Synthesis and Characterization of 124I-PPMN

The radionuclide 124I is self-produced by an HM-20 cyclotron. 124I was labeled to PSMA-PEG-MNPs using N-bromosuccinimide (NBS) as an oxidant for the electrophilic substitution reaction. This method refers to an 124I-labeled monoclonal antibody. PSMA-PEG-MNPs (1 mg) were fully dispersed into 500 μL of 0.1 M phosphate buffer (PB) solution, mixed with 124I (500 μCi), and then added to 20 μL of NBS solution. The reaction was immediately timed for 1 min. After 1 min, the solution was then purified by a PD-10 column. Radio-TLC was used for the quality control of radioactive labeling. First, 3 μL of labeling product (0.2 MBq) was dropped to 1 cm below the iTLC-SG silica gel plate, and acetone was used as the expansion solution for 124I-PPMN. Then, 30 μL (1.2 MBq) of the labeled products was added into 200 μL of 0.01 M PBS (pH = 7.4) solution and 200 μL of 5% HSA saline. Radio-TLC detection was performed at 0, 2 h, 12 h, 24 h, 48 h, 72 h and 96 h.

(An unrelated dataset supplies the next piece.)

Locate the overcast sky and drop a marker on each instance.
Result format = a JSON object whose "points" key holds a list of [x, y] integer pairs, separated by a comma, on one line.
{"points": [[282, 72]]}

Cell Uptake and Competitive Inhibition of 124I-PPMN

The cellular uptake and inhibitory uptake of 124I-PPMN were tested using LNCaP and PC-3 human prostate cancer cells (these cells were kindly provided by Stem Cell Bank, Chinese Academy of Sciences). LNCaP and PC-3 cells were cultured in complete McCoy’s 5A and PRIM1640 medium, respectively, to logarithmic phase. Two groups of cells were placed in 24-well plates, with 2×105 cells per well, and then, 500 μL of complete medium was added to each well for 24 h. The 124I-PPMN were diluted to 37 kBq/μL (1 μCi/μL) using sterile PBS (0.01 M, pH = 7.4), 10 μL of nanoprobe was added to each well of cells, and the cells were placed in the incubator again. Two 24-well plates were removed at 2 h, 24 h and 48 h. At each time point, 6 holes of the two cells were taken as a group. After cleaning, 200 μL of NaOH (2.0 M) was added to each hole for cell cleavage. A cell uptake blocking experiment was performed by adding a certain amount of PSMA-SH (2 mg/mL, 10 μL) into the cell orifice plate before adding the same dose of nanoprobe.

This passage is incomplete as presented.